Лес был негустой, невысокий, светлый и на удивление тихий. Даже птицы боялись перекликаться, прислушиваясь к пушечным выстрелам, долетавшим за две версты, от той самой горы, на которую пытались забраться дивизии правого фланга. Изредка к тяжёлому буханью артиллерии примешивалась торопливая трескотня ружей.
Мадатов спокойно отводил упругие ветки деревьев, отцеплял от вальтрапа колючие стебли кустарника, морщился, услышав, как трещит под копытами сухая древесина валежника.
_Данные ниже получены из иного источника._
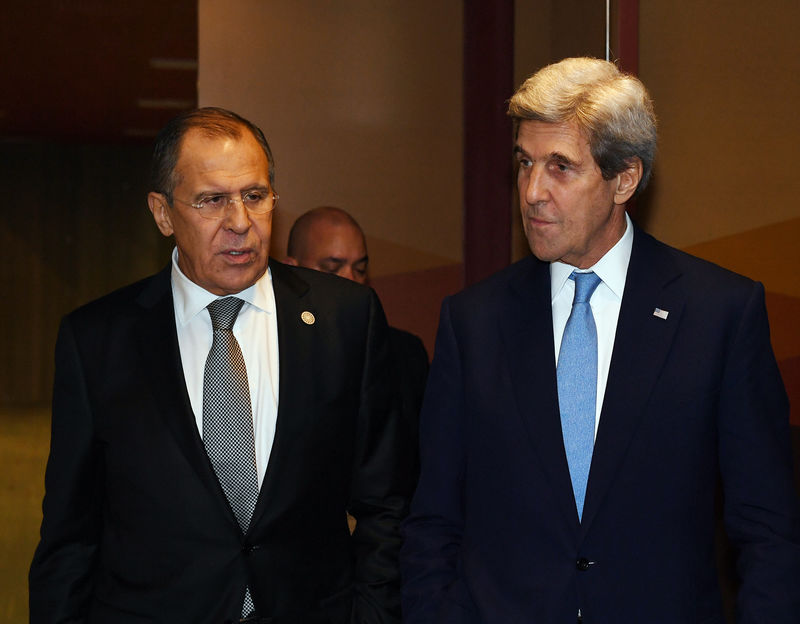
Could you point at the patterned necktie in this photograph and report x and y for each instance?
(577, 384)
(228, 420)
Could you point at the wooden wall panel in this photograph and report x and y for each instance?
(76, 227)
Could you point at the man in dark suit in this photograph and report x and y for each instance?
(193, 482)
(584, 403)
(329, 239)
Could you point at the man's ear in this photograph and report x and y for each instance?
(160, 211)
(628, 180)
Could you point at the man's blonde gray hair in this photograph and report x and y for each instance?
(611, 107)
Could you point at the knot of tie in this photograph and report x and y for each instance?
(585, 284)
(223, 312)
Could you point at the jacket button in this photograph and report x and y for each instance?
(583, 564)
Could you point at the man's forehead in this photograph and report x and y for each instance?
(333, 237)
(544, 138)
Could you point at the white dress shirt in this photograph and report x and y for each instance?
(256, 330)
(606, 300)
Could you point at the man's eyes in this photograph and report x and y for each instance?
(253, 196)
(214, 200)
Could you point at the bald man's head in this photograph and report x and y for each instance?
(328, 239)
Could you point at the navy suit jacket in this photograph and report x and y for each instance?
(136, 526)
(494, 535)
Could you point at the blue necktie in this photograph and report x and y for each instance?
(577, 384)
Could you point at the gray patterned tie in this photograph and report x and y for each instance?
(228, 420)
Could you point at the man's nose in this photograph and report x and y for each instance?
(236, 218)
(536, 187)
(347, 272)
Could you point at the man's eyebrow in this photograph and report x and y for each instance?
(562, 158)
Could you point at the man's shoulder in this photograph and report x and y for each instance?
(125, 299)
(406, 344)
(325, 290)
(650, 253)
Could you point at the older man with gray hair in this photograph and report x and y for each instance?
(584, 404)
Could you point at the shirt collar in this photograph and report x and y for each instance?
(612, 268)
(191, 299)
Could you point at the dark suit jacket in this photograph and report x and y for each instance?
(410, 363)
(136, 527)
(493, 534)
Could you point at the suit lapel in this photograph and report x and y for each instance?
(527, 329)
(641, 347)
(295, 348)
(160, 353)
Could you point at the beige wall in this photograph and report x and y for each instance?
(361, 103)
(724, 76)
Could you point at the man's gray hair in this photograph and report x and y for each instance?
(611, 108)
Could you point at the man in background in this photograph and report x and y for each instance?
(329, 239)
(213, 423)
(584, 403)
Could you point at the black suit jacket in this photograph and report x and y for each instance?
(410, 363)
(494, 535)
(136, 527)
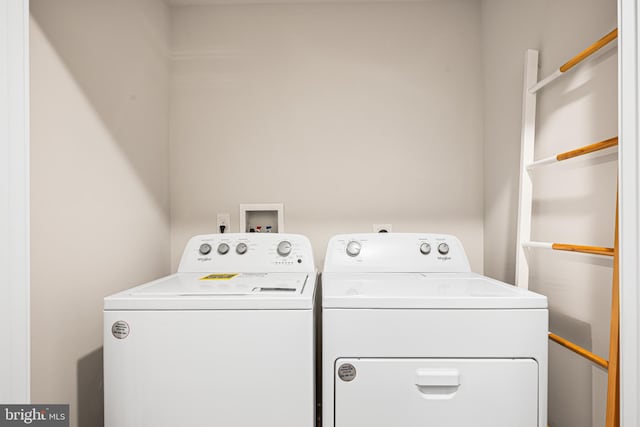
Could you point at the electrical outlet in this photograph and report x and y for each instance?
(223, 220)
(382, 228)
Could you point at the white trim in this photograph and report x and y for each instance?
(542, 83)
(539, 245)
(527, 141)
(629, 179)
(14, 201)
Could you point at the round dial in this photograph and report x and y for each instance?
(443, 248)
(205, 248)
(284, 248)
(353, 248)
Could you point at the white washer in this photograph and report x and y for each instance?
(226, 341)
(413, 338)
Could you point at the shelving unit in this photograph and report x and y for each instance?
(527, 163)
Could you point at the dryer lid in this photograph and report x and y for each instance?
(213, 291)
(424, 291)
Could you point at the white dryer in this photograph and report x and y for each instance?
(413, 338)
(226, 341)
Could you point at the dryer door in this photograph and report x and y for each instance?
(436, 392)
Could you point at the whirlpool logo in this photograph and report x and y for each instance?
(36, 415)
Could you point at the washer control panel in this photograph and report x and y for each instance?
(247, 252)
(396, 252)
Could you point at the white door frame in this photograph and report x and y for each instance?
(14, 201)
(629, 160)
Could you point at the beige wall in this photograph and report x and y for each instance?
(350, 114)
(99, 183)
(573, 203)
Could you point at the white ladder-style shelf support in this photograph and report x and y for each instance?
(527, 140)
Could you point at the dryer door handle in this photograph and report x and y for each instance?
(438, 378)
(437, 383)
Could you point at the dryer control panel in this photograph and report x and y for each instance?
(247, 253)
(396, 252)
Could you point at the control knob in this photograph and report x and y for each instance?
(223, 248)
(241, 248)
(353, 248)
(443, 248)
(205, 248)
(425, 249)
(284, 248)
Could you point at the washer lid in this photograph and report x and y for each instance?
(219, 291)
(424, 290)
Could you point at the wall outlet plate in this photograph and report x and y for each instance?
(223, 219)
(382, 228)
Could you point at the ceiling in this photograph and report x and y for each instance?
(213, 2)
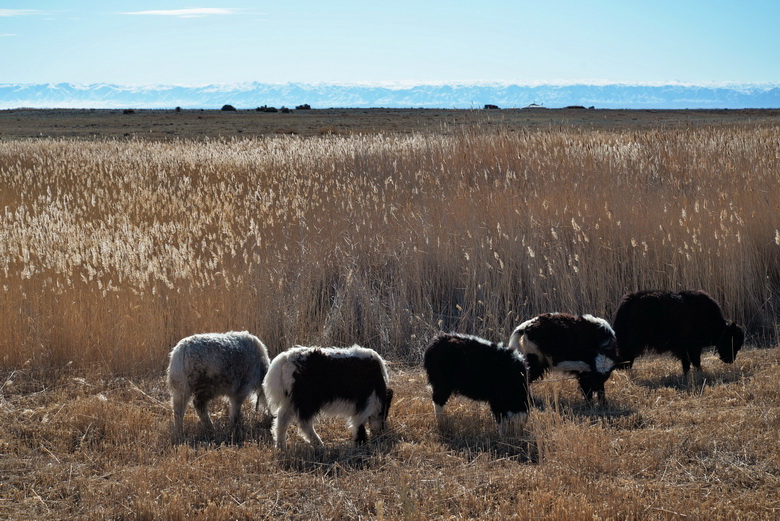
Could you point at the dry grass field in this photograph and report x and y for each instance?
(381, 228)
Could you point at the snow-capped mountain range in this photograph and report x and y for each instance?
(464, 95)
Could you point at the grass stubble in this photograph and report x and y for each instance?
(113, 250)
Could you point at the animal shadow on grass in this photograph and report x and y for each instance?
(472, 438)
(693, 382)
(254, 428)
(613, 414)
(335, 459)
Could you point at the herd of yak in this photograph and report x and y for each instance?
(302, 383)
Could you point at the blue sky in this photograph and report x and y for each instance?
(194, 42)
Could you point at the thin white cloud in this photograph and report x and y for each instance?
(186, 13)
(20, 12)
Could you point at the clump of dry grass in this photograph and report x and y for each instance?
(112, 251)
(88, 445)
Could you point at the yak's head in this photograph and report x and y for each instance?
(731, 341)
(377, 422)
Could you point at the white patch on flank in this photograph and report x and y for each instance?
(340, 408)
(573, 366)
(604, 363)
(517, 335)
(527, 347)
(599, 322)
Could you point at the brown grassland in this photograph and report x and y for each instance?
(120, 234)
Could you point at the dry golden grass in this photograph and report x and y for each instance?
(93, 446)
(111, 251)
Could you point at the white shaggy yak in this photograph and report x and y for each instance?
(305, 382)
(209, 365)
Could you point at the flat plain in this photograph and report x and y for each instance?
(122, 233)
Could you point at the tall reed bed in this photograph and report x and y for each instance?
(111, 251)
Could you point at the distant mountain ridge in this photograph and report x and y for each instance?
(474, 95)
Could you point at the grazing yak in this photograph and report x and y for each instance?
(304, 382)
(209, 365)
(583, 346)
(480, 370)
(681, 323)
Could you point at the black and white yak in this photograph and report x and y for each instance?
(583, 346)
(480, 370)
(209, 365)
(305, 382)
(681, 323)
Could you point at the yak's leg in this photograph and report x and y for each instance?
(306, 428)
(201, 404)
(281, 423)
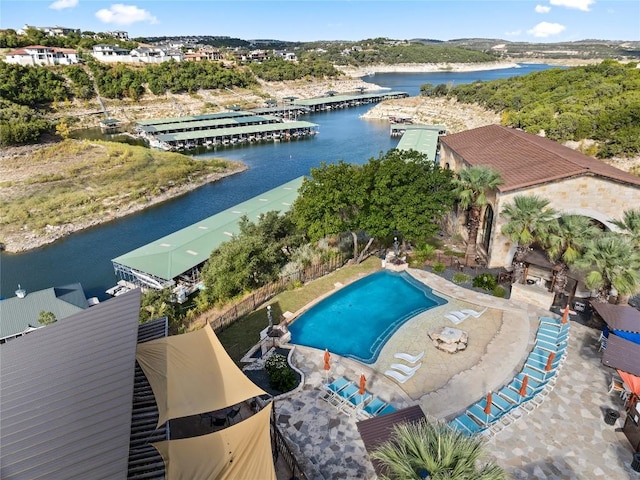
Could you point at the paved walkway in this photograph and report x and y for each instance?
(564, 438)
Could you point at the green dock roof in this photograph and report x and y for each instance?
(194, 118)
(246, 130)
(423, 138)
(178, 252)
(212, 123)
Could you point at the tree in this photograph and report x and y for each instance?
(435, 451)
(566, 241)
(47, 318)
(472, 187)
(611, 262)
(630, 225)
(330, 202)
(528, 220)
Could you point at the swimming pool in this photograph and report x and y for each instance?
(357, 320)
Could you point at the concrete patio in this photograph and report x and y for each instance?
(564, 438)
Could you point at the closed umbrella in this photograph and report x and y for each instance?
(549, 366)
(523, 387)
(327, 366)
(487, 407)
(363, 386)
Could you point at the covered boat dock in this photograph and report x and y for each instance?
(177, 259)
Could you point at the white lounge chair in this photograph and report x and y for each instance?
(456, 317)
(399, 377)
(409, 358)
(473, 313)
(406, 369)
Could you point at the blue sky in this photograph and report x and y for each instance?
(309, 20)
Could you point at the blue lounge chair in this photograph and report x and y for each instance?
(467, 425)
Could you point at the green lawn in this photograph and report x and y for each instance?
(240, 336)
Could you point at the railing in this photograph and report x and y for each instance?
(264, 293)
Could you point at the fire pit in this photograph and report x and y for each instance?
(449, 339)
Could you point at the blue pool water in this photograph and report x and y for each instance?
(357, 320)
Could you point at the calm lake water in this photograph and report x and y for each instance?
(85, 256)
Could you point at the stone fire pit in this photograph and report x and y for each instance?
(449, 339)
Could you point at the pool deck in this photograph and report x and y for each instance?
(565, 437)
Ехавший слева гусар вдруг поднял руку и натянул поводья. Валериан тоже остановил Проба, прислушался. Ветер, прокатившийся меж стволами, донёс звучание странной речи. Мадатову даже показалось, что он разбирает слова. Доподлинно он был уверен в одном — говорили не русские.
Подождали, но голоса смолкли, или же просто причудились. Мадатов вытащил саблю, опустил поперёк седла и послал коня сделать ещё пару шагов. И в эту секунду на него бросились сразу двое.
Первый прыгнул сверху, и его Валериан встретил остриём сабли. Второй проскользнул под брюхо мерину, и Мадатов почувствовал, как страшно вздрогнул Проб, услышал его тоскливое ржание. Но он и сам уже падал с седла, не выдержав тяжести нападающего. Наточенное лезвие прошило турка насквозь, но, и умирая, он пытался схватить русского офицера за горло, добраться до врага ногтями или зубами...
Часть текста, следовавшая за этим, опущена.